1902 Wright Glider

The 1902 Wright Glider was the plane with which the Orville and Wilbur Wright achieved controlled flight.

History

Orville and Wilbur Wright were an exceptional team whose invention of the aircraft came about through a series of painstakingly detailed engineering tests and data collection. The Wrights departed entirely from the usual strategy involved in the earliest days of flight. Instead of taking an unproven aircraft to the top of a cliff or tower and jumping off, they decided instead to study the mechanics of flight to determine what was actually required in order to safely control an aircraft.

Preferring to remain just a few meters above the ground during their test flights, the Wrights realized that control was the key to successful flight and set about mastering that challenge in a series of incremental steps involving two earlier gliders, the first built in 1900 and the second in 1901. These carefully planned steps culminated in the much improved 1902 Glider, with which Wilbur and Orville finally achieved control of an aircraft through all three axes of its motion.

Image
1902 Wright Glider in level flight

Wilbur Wright gliding in level flight in 1902 at Kitty Hawk, North Carolina

Using a series of wires connected to a device operated by the pilot’s hips, the wings of the glider flex (or warp) in order to alter the lift forces that act on the wings and provide the ability to bank left and right. The front-mounted elevator, connected by bicycle chains to the pilot's hands, provided control around the pitch axis, allowing the aircraft nose to be pointed upward or downward as required to retain control during flight. Finally and perhaps most ingeniously, the rudder, connected to the hip-operated wing warping mechanism, assured that the nose of the aircraft turned into the direction of flight, thereby preventing a sideways slippage that, on trial flights, led to instability and loss of control.

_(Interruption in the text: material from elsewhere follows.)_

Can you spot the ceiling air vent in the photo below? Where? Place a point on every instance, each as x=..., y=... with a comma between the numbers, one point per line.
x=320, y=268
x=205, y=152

Some scholars agree that the 1902 Glider was the most revolutionary aircraft ever created and the real embodiment of the genius of Orville and Wilbur Wright. Although the addition of a power plant to their 1903 Flyer resulted in their famous first flight, some scholars regard that improvement as a noteworthy addition to something that was truly a work of genius – the 1902 Glider.

The Science Center's Wright Glider

Image
1902 Wright Glider on display at the Science Center

A full-scale flying replica of the 1902 Wright Glider on display at the Science Center

The California Science Center’s 1902 Wright Glider is a full-scale flying replica of the glider in which Orville and Wilbur Wright mastered the control of an aircraft in flight. The glider was originally built in 1971 by Robert Q. Riley and flown that year at Lake El Mirage, California, a dry lake bed about 80 miles north of Los Angeles. Riley took the glider through four test flights until, on the last flight, a sudden stall from 20 feet altitude brought the test to an abrupt conclusion.

Riley, later president and owner of Robert Q. Riley Enterprises, Scottsdale, Arizona, donated the glider to the California Science Center (formerly the California Museum of Science and Industry) in 1976. It was then featured in the June 1977 issue of Mechanix Illustrated. In October 2001 the glider was disassembled and transported to Scottsdale, Arizona for fabric recovering and full restoration. Destroyed by fire in January 2002, the entire aircraft was rebuilt from scratch and returned to the Science Center in November 2003 to commemorate the 100th anniversary of powered flight. During the rebuild of the glider, Riley made a number of significant changes in the method of assembly and elevator control, making the current replica a faithful reproduction of the Wright Brothers’ original design. The glider bears a small plaque in memory of Debra Lynn Kaiser, who was a member of the Scottsdale restoration team.